S. Korea’s corn imports soar after tough ASF regime, pork fears linger
After nearly two months out of the corn market, South Korea’s giant feed sector has scooped up just over one million mt of corn in the space of three weeks in a clear sign that fears over the country’s African swine fever outbreak are starting to dissipate.
But the country’s pork demand remains slow and prices low.
Politically the fallout is stirring up tensions as the country’s pig sector pushes back on hardline measures.
Confirmation of the ASF outbreak came on September 17, in provinces close to the border with North Korea – where the disease is thought to be endemic amongst the country’s pig and wild boar population.
Both regional and national government responded rapidly, imposing a quarantine zone, restricting movements and buying up pig herds in affected areas in order to clear an exclusion zone.
The effect caused outrage among the pig breeding sector, with complaints that the heavy-handed response had killed tens of thousands of healthy pigs, but the draconian response has restricted fresh incidences of the disease almost exclusively to the wild boar population.

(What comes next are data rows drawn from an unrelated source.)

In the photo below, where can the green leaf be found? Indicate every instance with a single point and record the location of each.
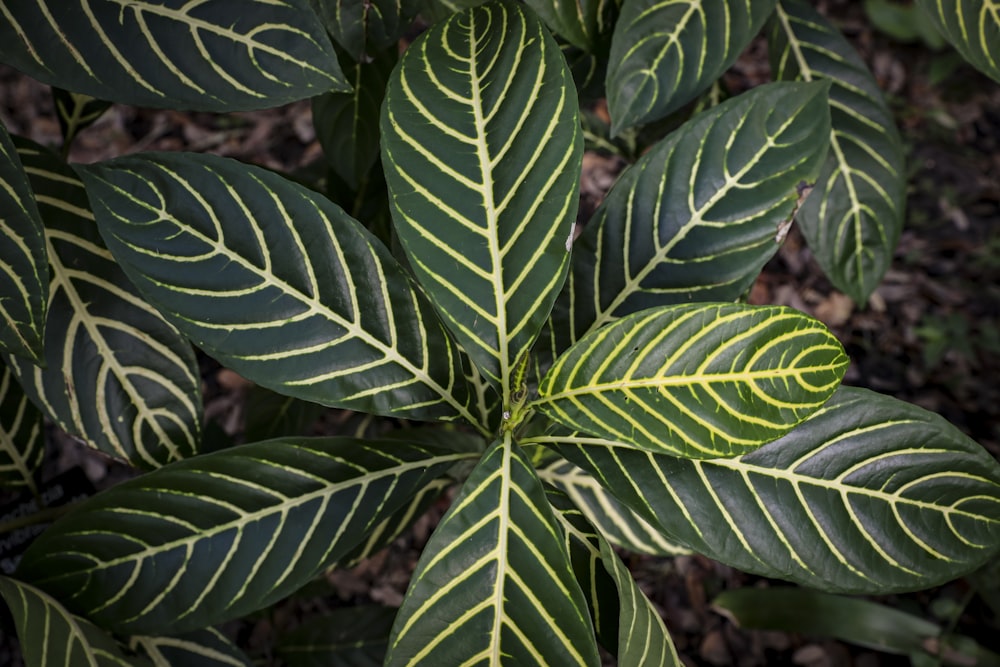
(973, 28)
(221, 535)
(481, 148)
(50, 636)
(352, 637)
(201, 648)
(278, 283)
(737, 168)
(700, 381)
(870, 495)
(616, 522)
(24, 280)
(854, 215)
(665, 52)
(347, 123)
(365, 27)
(116, 374)
(22, 441)
(179, 55)
(494, 584)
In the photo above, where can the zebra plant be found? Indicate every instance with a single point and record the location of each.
(595, 386)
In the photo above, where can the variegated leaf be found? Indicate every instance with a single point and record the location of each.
(869, 495)
(21, 437)
(24, 280)
(210, 55)
(854, 215)
(616, 522)
(50, 636)
(666, 52)
(116, 374)
(221, 535)
(972, 27)
(481, 147)
(279, 284)
(698, 216)
(494, 585)
(701, 381)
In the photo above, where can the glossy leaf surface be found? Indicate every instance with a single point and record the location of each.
(24, 281)
(481, 147)
(870, 495)
(665, 52)
(972, 27)
(212, 55)
(854, 215)
(221, 535)
(116, 373)
(278, 283)
(50, 636)
(702, 381)
(696, 218)
(494, 584)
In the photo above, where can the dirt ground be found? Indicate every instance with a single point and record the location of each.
(930, 334)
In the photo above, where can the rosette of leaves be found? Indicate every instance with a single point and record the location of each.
(610, 390)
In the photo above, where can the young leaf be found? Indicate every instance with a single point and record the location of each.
(221, 535)
(116, 374)
(695, 219)
(21, 437)
(869, 495)
(482, 148)
(700, 381)
(973, 28)
(174, 54)
(664, 53)
(278, 283)
(50, 636)
(24, 278)
(494, 582)
(854, 215)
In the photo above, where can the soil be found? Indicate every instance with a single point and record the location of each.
(929, 335)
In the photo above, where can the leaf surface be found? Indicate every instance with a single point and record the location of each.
(870, 495)
(702, 380)
(481, 147)
(665, 52)
(696, 218)
(211, 55)
(853, 217)
(116, 373)
(221, 535)
(972, 27)
(279, 284)
(24, 282)
(494, 584)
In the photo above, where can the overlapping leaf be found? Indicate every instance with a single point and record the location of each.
(854, 215)
(220, 535)
(616, 522)
(972, 27)
(50, 636)
(868, 495)
(494, 585)
(201, 648)
(702, 380)
(24, 284)
(116, 374)
(665, 52)
(211, 55)
(365, 27)
(697, 217)
(279, 284)
(481, 147)
(21, 437)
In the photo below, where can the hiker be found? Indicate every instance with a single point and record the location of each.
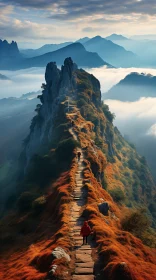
(85, 231)
(79, 155)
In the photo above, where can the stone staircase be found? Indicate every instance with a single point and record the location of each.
(84, 264)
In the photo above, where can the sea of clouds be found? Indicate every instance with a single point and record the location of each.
(132, 118)
(136, 120)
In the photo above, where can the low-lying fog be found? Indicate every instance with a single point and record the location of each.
(136, 120)
(27, 80)
(21, 82)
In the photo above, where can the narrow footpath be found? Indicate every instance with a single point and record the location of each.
(83, 260)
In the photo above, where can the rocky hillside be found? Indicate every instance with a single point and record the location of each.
(55, 193)
(7, 49)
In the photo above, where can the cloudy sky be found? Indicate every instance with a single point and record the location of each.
(42, 21)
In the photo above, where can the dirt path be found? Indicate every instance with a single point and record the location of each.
(84, 264)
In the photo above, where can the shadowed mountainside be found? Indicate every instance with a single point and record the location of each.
(73, 118)
(111, 52)
(15, 60)
(133, 87)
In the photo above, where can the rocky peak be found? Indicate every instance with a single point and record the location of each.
(59, 85)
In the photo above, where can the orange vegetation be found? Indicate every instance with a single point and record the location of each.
(31, 259)
(121, 255)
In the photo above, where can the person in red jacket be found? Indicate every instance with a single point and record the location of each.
(85, 231)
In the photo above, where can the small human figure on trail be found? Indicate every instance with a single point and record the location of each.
(79, 155)
(85, 231)
(72, 123)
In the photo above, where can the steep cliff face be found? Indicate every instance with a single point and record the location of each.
(114, 175)
(60, 84)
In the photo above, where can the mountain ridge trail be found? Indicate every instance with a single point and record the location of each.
(84, 264)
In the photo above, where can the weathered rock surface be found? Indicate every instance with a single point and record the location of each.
(59, 84)
(59, 253)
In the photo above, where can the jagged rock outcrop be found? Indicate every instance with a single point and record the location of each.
(59, 85)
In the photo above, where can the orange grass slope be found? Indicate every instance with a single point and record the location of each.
(31, 258)
(111, 162)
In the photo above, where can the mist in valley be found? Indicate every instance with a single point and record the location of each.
(136, 120)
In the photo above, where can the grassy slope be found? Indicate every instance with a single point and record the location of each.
(29, 237)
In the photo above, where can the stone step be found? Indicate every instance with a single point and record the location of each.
(85, 247)
(86, 265)
(83, 277)
(84, 252)
(83, 270)
(81, 258)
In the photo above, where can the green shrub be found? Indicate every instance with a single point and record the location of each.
(117, 194)
(107, 112)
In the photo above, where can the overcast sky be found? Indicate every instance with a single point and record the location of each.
(42, 21)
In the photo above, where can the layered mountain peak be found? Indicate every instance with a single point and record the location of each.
(60, 190)
(8, 50)
(61, 86)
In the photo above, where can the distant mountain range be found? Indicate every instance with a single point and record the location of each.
(111, 52)
(77, 51)
(115, 50)
(116, 37)
(44, 49)
(3, 77)
(133, 87)
(144, 49)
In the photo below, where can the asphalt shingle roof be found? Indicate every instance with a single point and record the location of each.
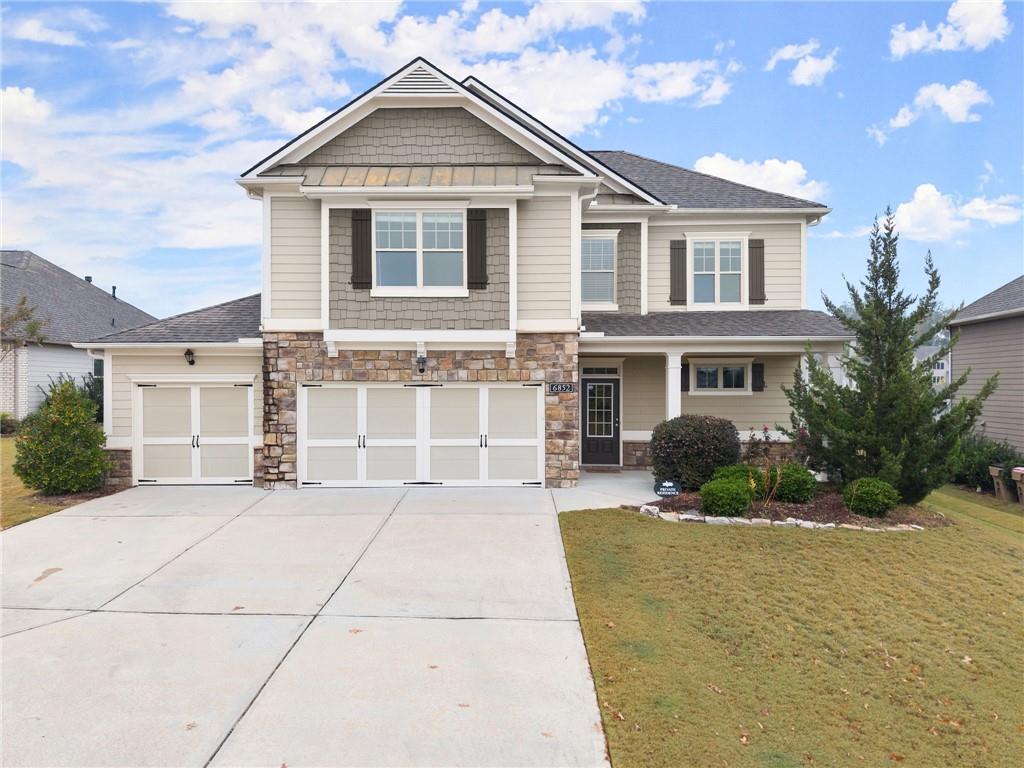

The last incidence amongst domestic swine was reported on October 11, with every case since then confined to wild boar leading the pork sector to again rail against the government’s measures.
A further tightening of legislation relating to the control of infectious diseases, passed earlier in the month, gave authorities the power to destroy pigs within a defined zone around an outbreak of ASF and expanded it to foot and mouth or bird flu.
The move prompted the country’s pig farmers to denounce the measure as “an unreasonable bill to blame innocent hog farmers for ASF outbreaks in wild boars,” according to a national pork producers’ industry group, calling it an ‘infringement of farm property rights’.
Alongside that, the country’s domestic demand for pork and pork products is continuing to fall, prompting fears that the sector may not be able to recover in a move that is at odds with countries like China and Vietnam, where pork prices have set record highs recently.
“Pork consumption is still being affected by African swine fever – demand is very slow and price is at the low end. It’s a completely different situation to China, where pork prices have been skyrocketing,” one South Korea-based trade source said.
The price of certain cuts of pork stood at WON1,268/kg ($1,080/mt) on September 15 but has fallen sharply since then to be reported at WON818/kg ($690/mt) on Thursday, according to data from the country’s pork producers’ association.
Government figures have sought to rekindle demand through a series of initiatives, including dressing in bright pink pig hats, while one of the hardest hit provinces, Gyeonggi-do, used its social media presence to host ‘the world’s first live 12-hour pork consumption campaign’ earlier this week.
However, the loss of pork demand is being compensated for by increased poultry and cattle demand, a fact acknowledged by the USDA’s local office recently when it increased its expectations for corn 2019/20 corn imports to 10.8 million mt.
With the country’s feed sector now kicking into gear and locking up corn supply out to April 2020, it remains to be seen how long ASF will continue to throw a shadow over the country’s import need.